There is a reason a lot of people have gone to electric tools for so many traditional air tools, but I don't know of an airless option for sand blasters.
I've come down to three useful sizes for compressors. Fixed 60-80 gallon units, and don't cheap out on the compressor for your tool needs. I'd love to go this route and run airlines all through the house, but that remains a dream.
On the small size a good 2-6 gallon compressor is portable and fairly cheap. Good for small tasks, running a small sprayer / airbrush, filling tires etc. I've not had any issue running nail guns off of a 6 gallon pancake. I have a 2 gallon ultra quiet Fortress (Harbor Freight) which is a nice little compressor. You hear it of course, but I can carry on a conversation in the same room while it is running. Good for really small jobs, I use it in the house for blowing things out, and running an air brush. I also have a 6 gallon Porter Cable ear blaster. Decent compressor, but I hate the noise. One of these days I'll fire the Porter Cable and buy a 6 gallon Fortress ultra quiet compressor. I find the 6 gallon size is still a handy size even with the 30 gallon available.

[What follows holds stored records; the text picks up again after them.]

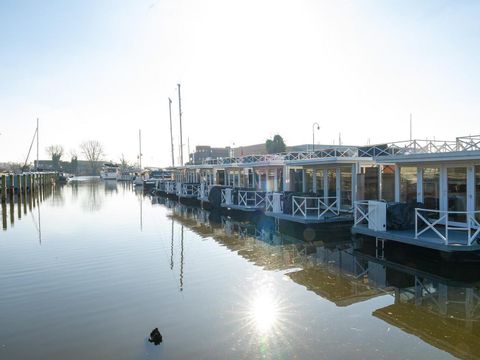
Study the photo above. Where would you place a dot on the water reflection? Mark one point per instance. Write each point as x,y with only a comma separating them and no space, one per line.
439,306
25,203
93,200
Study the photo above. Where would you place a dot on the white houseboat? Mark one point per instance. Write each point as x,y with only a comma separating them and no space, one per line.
438,183
109,171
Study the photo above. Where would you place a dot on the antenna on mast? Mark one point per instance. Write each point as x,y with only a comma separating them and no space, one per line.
410,126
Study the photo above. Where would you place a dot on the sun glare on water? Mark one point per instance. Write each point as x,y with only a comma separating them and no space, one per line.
264,312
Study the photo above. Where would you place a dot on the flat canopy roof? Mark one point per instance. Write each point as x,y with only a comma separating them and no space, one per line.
457,156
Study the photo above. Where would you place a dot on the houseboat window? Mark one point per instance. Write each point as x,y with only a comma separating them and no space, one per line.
309,180
388,182
477,191
457,192
346,187
370,183
431,188
280,180
296,180
320,182
408,184
332,185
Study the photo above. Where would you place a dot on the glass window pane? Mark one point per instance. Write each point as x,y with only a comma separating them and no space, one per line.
320,182
388,182
332,185
309,180
457,192
477,191
346,187
408,184
431,188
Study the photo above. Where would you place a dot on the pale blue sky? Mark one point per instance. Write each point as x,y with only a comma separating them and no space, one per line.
248,69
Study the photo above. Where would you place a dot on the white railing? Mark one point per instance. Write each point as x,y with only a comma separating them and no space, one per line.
465,143
251,198
171,187
190,190
316,206
441,225
227,196
274,202
204,191
362,212
468,142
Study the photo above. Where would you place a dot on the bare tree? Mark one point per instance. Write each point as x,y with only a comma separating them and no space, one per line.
56,153
93,152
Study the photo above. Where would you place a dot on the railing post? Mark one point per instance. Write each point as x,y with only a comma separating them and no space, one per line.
416,222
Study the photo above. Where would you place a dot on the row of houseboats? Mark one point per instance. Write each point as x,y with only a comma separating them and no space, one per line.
419,192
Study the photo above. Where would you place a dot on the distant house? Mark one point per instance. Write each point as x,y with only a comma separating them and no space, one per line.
205,152
82,167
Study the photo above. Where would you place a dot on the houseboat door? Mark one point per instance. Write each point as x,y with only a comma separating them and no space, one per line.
456,191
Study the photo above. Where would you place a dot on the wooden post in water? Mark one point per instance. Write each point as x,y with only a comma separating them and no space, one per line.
12,187
4,215
3,188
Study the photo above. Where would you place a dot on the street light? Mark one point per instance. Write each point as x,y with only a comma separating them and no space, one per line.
313,134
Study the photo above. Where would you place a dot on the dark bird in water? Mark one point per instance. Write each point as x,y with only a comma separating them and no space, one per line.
155,337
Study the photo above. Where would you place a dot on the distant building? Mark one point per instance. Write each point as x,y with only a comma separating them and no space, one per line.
205,152
257,149
81,167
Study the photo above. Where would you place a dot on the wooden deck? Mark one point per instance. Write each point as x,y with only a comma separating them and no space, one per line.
311,219
243,208
457,239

In the middle I think a good, mobile 30 gallon is the sweet spot. Far less capable than a good fixed unit, but you can find them capable of 5-6cfm @ 90psi and that combined with the relatively large tank will allow it to do an ok job for a lot of air tools as long as you don't have big expectations. Mounted on wheels so not hard to move around, but it is around 150lbs so moving it is not trivial. I use the 6 gallon in the house for anything the 2 gallon can't pull off.
I'd love to have a 60 gal 5hp but just not in the cards. I bought a Dewalt 30 gallon at a Tractor Supply Black Friday sale a few years back, and have been happy with it. Certainly not quiet but not painfully loud like cheap oilless compressors. I compare it to standing next to a diesel pickup at idle. The price has nearly doubled since I bought it, but what else is new.

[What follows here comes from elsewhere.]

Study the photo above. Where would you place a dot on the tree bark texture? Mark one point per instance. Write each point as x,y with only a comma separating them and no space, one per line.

Personally I'm not a fan of the 10-20 gallon compressors. Too big and yet not enough. It seems like most have a compressor only marginally better than a 6 gallon pancake, the tank isn't big enough to really make a difference and you've lost a lot of the portaility.
Certainly there are niche use cases where a 10 gallon will do the job that a 6 falls short on, but in general use these seem like what you get when you don't want to pay for what you actually need.
TLDR, If you want to do any serious sand blasting, I think you really need to be looking at a good 60-80 gallon compressor.
If you are on a budget don't over look Harbor Freight. Air compressors is one of those items that they tend to do well at a decent price. If you can afford a name brand, go for it, but HF isn't a bad budget option, much better than what you get from most box store brands.